A brief history of negative gearing
“The topic of negative gearing has divided certain segments of society for the entire 130-plus years of its existence. Way back before the Federation, before colonies became states, a standard house cost $1,000, and today, it costs $1 million,” Mortlock added.
“Throughout that 130-plus period, home values went up a few per cent in some years, up a lot in other years, and declined in value in other years.
“The tax law hasn’t changed throughout those 130-plus years. So clearly, negative gearing is not the driving force behind capital growth that often people claim it to be.
“Contrary to much of the ongoing commentary, negative gearing is not a tax policy for property investors; it is merely a term which society has adopted several generations ago.
“The tax treatment of declaring every dollar of income earned, claiming expenses and offsetting net losses from one asset against another different income source is no different for a property investor than the owner of any other income-producing asset.
“No one receives any “handouts”. The provision of rental accommodation is no different to other goods and services. As with general businesses, different assets produce losses and profits in different years.”
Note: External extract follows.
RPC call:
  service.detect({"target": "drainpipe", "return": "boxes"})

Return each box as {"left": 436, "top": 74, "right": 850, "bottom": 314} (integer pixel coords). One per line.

Taxes from the property market fund the government
“For those with an interest in the truth, the 2.3 million Australians who collectively fund 91% of Australia’s rental pool currently pay at least $10 billion per year in extra taxes. Last year, approximately $4 billion was paid to local governments and $20 billion to state governments ($12 billion land tax plus $8 billion stamp duty).
“The latest government CGT figures confirm that a further $27 billion was paid to the federal government in 2020-21. I agree that the Government has not kept pace with social housing needs, but investors have taken up the slack.
“I firmly argue against the point that social housing has been held back by tax deductions from investors.”
“The Government’s share of accommodation has been in decline for a long time, and it’s not because investors are taking money from their bottom line; in fact, it’s quite the opposite.”